Calculates a locality sensitive hash for text.
Locality-sensitive hashing
is a technique for dimensionality reduction. Its properties guarantee similar
output vectors for similar inputs. It can be used for clustering and
near-duplicate detection.
This implementation is targeted for natural language as input. It takes a
String
of arbitrary length and outputs a vector encoded as :binary
.
If you want to learn more about why and how we built ExLSH, read our blog post Locality-sensitive Hashing in Elixir.
Add ex_lsh
to your list of dependencies in mix.exs
:
def deps do
[
{:ex_lsh, version: "~> 0.4"}
]
end
"Lorem ipsum dolor sit amet"
|> ExLSH.lsh()
|> Base.encode64()
Please fork the project and submit a PR.
- SimHash is a very similar, but less versatile implementation that is focused on short strings only. ExLSH is approximately 7 times faster and supports arbitrary tokenization, shingling and hash functions.

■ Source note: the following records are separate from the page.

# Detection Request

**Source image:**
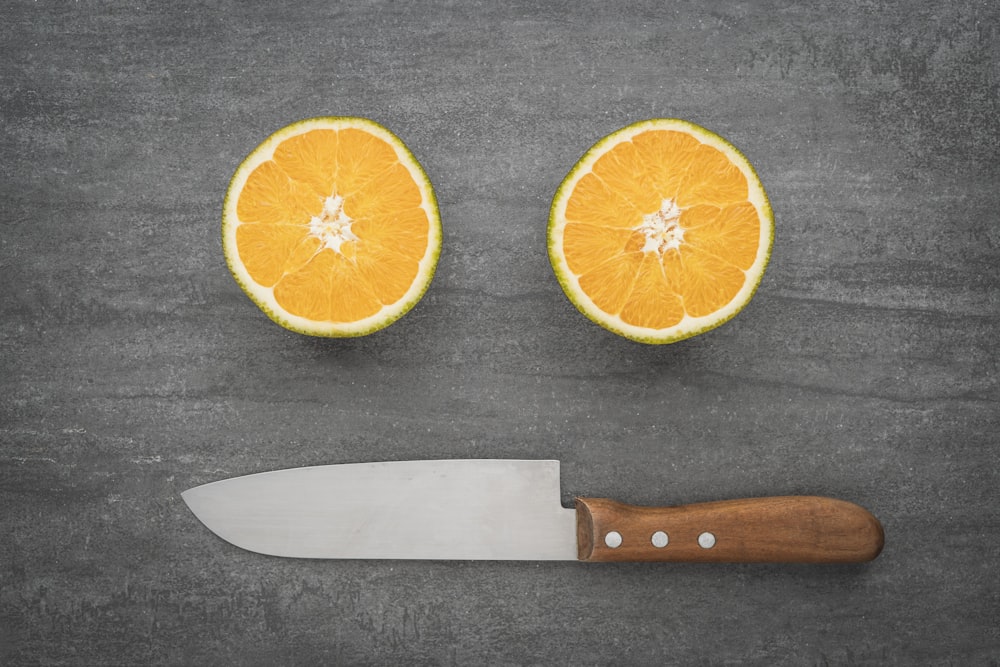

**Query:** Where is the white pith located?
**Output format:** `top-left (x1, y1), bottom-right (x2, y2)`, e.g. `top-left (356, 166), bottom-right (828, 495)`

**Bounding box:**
top-left (636, 198), bottom-right (684, 257)
top-left (548, 119), bottom-right (774, 343)
top-left (222, 117), bottom-right (441, 337)
top-left (309, 194), bottom-right (358, 253)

- SpiritFingers is ca. 27 times faster than ExLSH but relies on a NIF that needs the full Rust toolchain to compile. SpiritFingers doesn't support customization of the algorithm, it uses SipHash by default.
- Resemblance explores simhash and sketching in Ruby. The author has documented his findings in a series of articles. You may want to make yourself familiar with Part 3: The SimHash Algorithm.
- Near-duplicate detection is a very helpful article by Moz. It explains core concepts such as tokenization, shingling, MinHash, SimHash, etc.
Benchmark against SimHash, run with Benchee. See the setup on the benchmark branch.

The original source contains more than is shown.